RENEGADE GARDENER™

The lone voice of horticultural reason

Prison Break

4-19-2001 — On Saturday of last week a loud, harsh bell went off across the Twin Cities, front doors swung open simultaneously, and, as if in a prison movie, two million Minnesotans took one step out into their yards. The gardening season had begun.

Not that there is a heck of a lot we can do. Now is not a good time to rake the lawn, or even walk on it much. The ground is very wet and a bit spongy, the top few inches fluffed up a bit by winter’s frost, just now dissipated. Any amount of foot traffic packs the soil and squeezes the oxygen from it. Oxygen was drawn into the soil in the last few weeks by the vacuum created as the ground frost reverted back to water.

New gardeners sometimes don’t realize the importance of oxygen in the growing process. There is a whole lot of breathing going on underground, all of it vital to plant health. Oxygen absorbed into the ground is quickly converted to carbon dioxide (CO2) as it comes in contact with organic matter in the soil. Carbon dioxide and water are absorbed by your plants, which synthesize them to create carbons and oxygen, a process called respiration. The plant releases the new oxygen back into the air. One of the wonders of plants is that if the oxygen that started the process in the first place — the air in your yard — was polluted, the respiration process of plants cleans it up and kicks out nothing but the pure stuff at the other end.

Grass plugs are vulnerable right now, so put that rake down. Sure, it seems like a perfect time to make an early start, but raking your lawn before the end of April does more harm than good. Your lawn is just waking up, it’s groggy, there’s very little new root activity, and the roots from last year are wet and cold. Rake now and you’ll tear a lot of your grass plants out. As much as I love tormenting, abusing, and ultimately eradicating grass lawns, I realize that not all comrades share this opinion. Even within the context of Renegade Gardening, the grass lawn serves some purpose (albeit small). Raking now also compacts the soil more so than in May. So wait a few weeks before raking, until we’ve had a patch of bright, warm sun to raise soil temperatures and stimulate new root growth.

It’s just as important to stay out of the flowerbeds. I poked around the edges of mine a bit the other day because I get excited and can’t help it, and get a thrill spotting the pale green growth just barely visible amidst the dead, brown clumps of my perennials.

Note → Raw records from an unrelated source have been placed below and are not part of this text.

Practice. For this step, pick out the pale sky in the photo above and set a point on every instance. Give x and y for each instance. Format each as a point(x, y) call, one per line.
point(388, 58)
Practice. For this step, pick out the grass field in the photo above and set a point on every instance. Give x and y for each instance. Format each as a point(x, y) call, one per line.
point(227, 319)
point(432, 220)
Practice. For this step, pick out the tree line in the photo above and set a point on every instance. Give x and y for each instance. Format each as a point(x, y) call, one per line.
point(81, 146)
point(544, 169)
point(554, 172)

It’s important to note that most of my perennial beds didn’t get covered with hay, or any type of winter mulch, last fall, as for the first time I threw my hat in with the Gardening Darwinists (GDs). They’re a small, scattered cult, based in Excelsior, Minnesota, who insist that covering perennials with a blanket of insulation in late fall to increase the chance of winter survival is unnatural, prideful, and against God’s desires, the horticultural equivalent to drinking, dancing, and playing cards.

The GDs insist that the pampering of plants is a waste of time. When it comes to perennials, they say if it survives the winter, grow it, and if it dies, don’t. I’m drawn to the simplicity of the argument, and to the fact that one needn’t spend the hours in late November thrashing out ten bales of hay to a depth of a foot on top of one’s garden, or removing it in spring. This past winter was a good test, and I’m already encouraged by what I’ve seen.

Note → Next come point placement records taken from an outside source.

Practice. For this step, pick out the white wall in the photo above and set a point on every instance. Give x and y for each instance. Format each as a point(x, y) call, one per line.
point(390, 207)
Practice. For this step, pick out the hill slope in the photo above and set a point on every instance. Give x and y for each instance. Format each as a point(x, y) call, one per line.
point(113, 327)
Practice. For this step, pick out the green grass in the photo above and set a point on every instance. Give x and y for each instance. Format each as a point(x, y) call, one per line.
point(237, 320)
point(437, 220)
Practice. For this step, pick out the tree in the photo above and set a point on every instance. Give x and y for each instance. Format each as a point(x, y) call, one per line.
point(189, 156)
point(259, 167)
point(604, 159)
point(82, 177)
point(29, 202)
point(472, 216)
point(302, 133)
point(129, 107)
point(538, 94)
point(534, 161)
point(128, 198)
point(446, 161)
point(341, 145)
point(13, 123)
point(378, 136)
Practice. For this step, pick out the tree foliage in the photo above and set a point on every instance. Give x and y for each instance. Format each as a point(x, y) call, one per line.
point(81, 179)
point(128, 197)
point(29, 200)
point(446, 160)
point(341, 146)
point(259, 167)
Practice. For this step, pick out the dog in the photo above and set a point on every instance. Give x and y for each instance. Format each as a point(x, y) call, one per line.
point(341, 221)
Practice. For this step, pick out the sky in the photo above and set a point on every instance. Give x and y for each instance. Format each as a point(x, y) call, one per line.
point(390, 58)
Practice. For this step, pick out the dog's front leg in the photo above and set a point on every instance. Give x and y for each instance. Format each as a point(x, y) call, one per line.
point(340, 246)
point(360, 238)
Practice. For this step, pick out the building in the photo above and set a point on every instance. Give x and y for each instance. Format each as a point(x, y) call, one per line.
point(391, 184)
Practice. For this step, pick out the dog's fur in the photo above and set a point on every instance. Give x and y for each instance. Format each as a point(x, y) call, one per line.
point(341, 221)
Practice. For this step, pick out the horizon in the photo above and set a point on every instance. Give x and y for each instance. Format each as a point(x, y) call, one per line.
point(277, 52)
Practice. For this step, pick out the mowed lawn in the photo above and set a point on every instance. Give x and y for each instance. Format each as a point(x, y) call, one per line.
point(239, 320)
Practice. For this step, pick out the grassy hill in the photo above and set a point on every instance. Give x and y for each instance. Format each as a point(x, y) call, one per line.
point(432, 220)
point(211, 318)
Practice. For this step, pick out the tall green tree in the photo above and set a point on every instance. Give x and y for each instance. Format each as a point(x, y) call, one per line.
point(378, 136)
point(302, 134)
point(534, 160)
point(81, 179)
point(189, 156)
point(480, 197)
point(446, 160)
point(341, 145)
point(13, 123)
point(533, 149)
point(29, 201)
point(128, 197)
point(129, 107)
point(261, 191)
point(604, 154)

Among the survivors of my first-ever GD winter include all my Dicentra, Ligularia, Phlox, Campanula, Iris, Heuchera, Pulmonaria, Delphinium and Sedum, and that’s just what I was able to spy from the edge of the beds. It appears most of my mums probably took it on the kisser, with the exception of my veteran Dooley varieties, which are all showing green. Heuchera, incidentally, doesn’t like winter mulch and is more apt to be killed over winter/early spring because of it than if left uncovered.

Of course what may have worked most prominently in my favor was the fact that we just finished a true, old-fashioned winter, with plenty of snow cover. Guarantee me that we’ll have ample snow cover for our gardens from December through March, and use of marsh hay or bags of leaves as winter mulch becomes a moot point.

So for now I’ll clean up the flower beds and remove all of last year’s growth, careful to step on the flat stones I have scattered throughout the beds, and not on the soil. I’m already dreaming up some design changes, but it’s too early to dig and divide. Until May arrives, I’m just going to poke and putter, thinking great thoughts, but mindful of chewing more than I bite off.